Seller (a) is a limited liability company duly organized, validly existing and in good standing under the Laws of the State of Delaware, (b) has the requisite limited liability company power and authority to carry on its business as it is currently being conducted and to own, operate and hold under lease its assets and properties as, and in the places where, such assets and properties are currently owned, operated or held, and (c) is duly qualified or licensed to transact business as a foreign entity, and is in good standing, in each jurisdiction in which it conducts business, except where the failure to be so qualified would not reasonably be expected to have a material adverse effect on its ability to consummate the transactions contemplated hereby.
Section 3.2 Authorization; Enforceability.
Seller has the requisite power and authority to execute and deliver, and to perform its obligations under, this Agreement (including the consummation of the transactions contemplated hereby) and the other documents and instruments required hereby to which Seller is a party. The execution, delivery and performance by Seller of this Agreement and the consummation of the transactions contemplated hereby have been duly and validly authorized by all necessary limited liability company action on behalf of Seller, and no other limited liability company action or proceedings on the part of Seller are necessary to authorize the execution, delivery and performance by Seller of this Agreement or to consummate the transactions contemplated hereby. This Agreement has been duly executed and delivered by Seller and is, and the other documents and instruments required hereby to which Seller is a party will be, when executed and delivered by Seller, the valid and binding obligation of Seller, enforceable against Seller in accordance with their respective terms, except as such enforceability may be limited by (a) bankruptcy, insolvency, reorganization, moratorium, fraudulent conveyance or other Laws affecting the rights of creditors generally and (b) principles of equity, whether considered at law or in equity.
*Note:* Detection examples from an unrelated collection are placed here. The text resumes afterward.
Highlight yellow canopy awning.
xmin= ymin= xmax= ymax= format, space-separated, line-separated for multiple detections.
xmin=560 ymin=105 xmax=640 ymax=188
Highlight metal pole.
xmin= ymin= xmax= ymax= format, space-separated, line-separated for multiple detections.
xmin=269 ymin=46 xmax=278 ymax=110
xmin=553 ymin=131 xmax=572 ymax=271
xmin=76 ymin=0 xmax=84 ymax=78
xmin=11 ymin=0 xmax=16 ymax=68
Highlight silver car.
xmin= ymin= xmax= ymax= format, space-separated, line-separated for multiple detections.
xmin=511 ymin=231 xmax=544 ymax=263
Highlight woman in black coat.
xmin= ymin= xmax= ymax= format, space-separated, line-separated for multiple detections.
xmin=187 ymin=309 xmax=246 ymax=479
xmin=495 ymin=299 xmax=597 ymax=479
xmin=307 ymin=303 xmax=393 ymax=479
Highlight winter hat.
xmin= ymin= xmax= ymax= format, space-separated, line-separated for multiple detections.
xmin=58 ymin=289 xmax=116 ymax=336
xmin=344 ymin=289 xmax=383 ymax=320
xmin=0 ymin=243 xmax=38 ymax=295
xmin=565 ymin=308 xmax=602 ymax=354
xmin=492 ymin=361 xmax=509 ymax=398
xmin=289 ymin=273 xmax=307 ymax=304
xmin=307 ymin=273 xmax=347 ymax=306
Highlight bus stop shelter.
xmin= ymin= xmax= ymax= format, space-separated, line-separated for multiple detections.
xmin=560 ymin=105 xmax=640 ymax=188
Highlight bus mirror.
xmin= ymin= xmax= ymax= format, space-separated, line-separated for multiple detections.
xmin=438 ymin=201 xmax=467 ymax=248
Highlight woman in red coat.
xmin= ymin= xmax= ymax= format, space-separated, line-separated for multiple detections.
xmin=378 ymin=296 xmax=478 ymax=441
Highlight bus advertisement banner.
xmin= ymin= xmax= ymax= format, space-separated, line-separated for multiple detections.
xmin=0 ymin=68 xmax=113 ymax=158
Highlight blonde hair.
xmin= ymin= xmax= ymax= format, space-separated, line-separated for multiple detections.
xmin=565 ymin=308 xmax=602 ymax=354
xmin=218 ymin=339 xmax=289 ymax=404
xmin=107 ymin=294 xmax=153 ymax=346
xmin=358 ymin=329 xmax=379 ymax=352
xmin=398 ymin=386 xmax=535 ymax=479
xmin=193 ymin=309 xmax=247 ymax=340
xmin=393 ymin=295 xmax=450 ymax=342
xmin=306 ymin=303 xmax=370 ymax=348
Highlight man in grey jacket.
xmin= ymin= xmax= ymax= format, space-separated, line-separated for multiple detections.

Section 3.3 No Violation or Conflict.
The execution, delivery and performance by Seller of this Agreement (including the consummation of the transactions contemplated hereby) and all of the other documents and instruments required hereby to which Seller is or will be a party do not and will not contravene, conflict with, result in any violation of or breach of any provision of or default under (with or without notice or lapse of time, or both) or give rise to a right of termination, cancellation, modification or acceleration of any obligation, payment of any benefit, or loss of any benefit, or require any notice or approval under (any such event, a “Conflict”) (a) the organizational documents of Seller, (b) subject to the applicable requirements of the HSR Act, any Law binding on Seller, or (c) any contract to which Seller or its assets are bound, or result in the creation or imposition of any Lien, other than Permitted Liens, on
the Interests, except where in each such case such Conflict, individually or in the aggregate, would not reasonably be expected to be material to Seller or materially impair its ability to consummate the transactions contemplated hereby.
Section 3.4 No Consents.
The execution and delivery by Seller of this Agreement do not, and the performance of its obligations hereunder (including the transactions contemplated hereby) will not, require any consent, approval, authorization or permit of, or filing with or notification to, any Governmental Authority or other Person except for (a) the applicable requirements of the HSR Act, (b) any registration, filing or notification required pursuant to federal or state securities or blue sky laws (the requirements in clauses (a) and (b), collectively, the “Governmental Requirements”) and (c) any such consent, approval, authorization, permit, filing or notification, the failure of which to make or obtain, individually or in the aggregate, would not reasonably be expected to be material to the Company and its Subsidiaries, taken as a whole.
Section 3.5 Title to the Interests.
Seller owns good and valid title to the Interests, free and clear of all Liens other than Liens described under item (vii) of the definition of Permitted Liens and Liens under the Securities Act and state securities Laws. Upon Buyer’s payment of the Purchase Price in accordance with Section 2.2, Buyer will own good and valid title to the Interests, free and clear of all Liens (other than Liens under the Securities Act and state securities Laws). There are no voting trusts, proxies or other agreements or understandings in effect with respect to the voting or transfer of any of the Interests.
Section 3.6 Litigation.
There is no Action pending or, to Seller’s knowledge, proposed or threatened that involves Seller or the Interests, nor any outstanding judgments, orders or decrees of any court or other Governmental Authority, which, in any case, would adversely affect Seller’s performance under this Agreement or the consummation of the transactions contemplated hereby.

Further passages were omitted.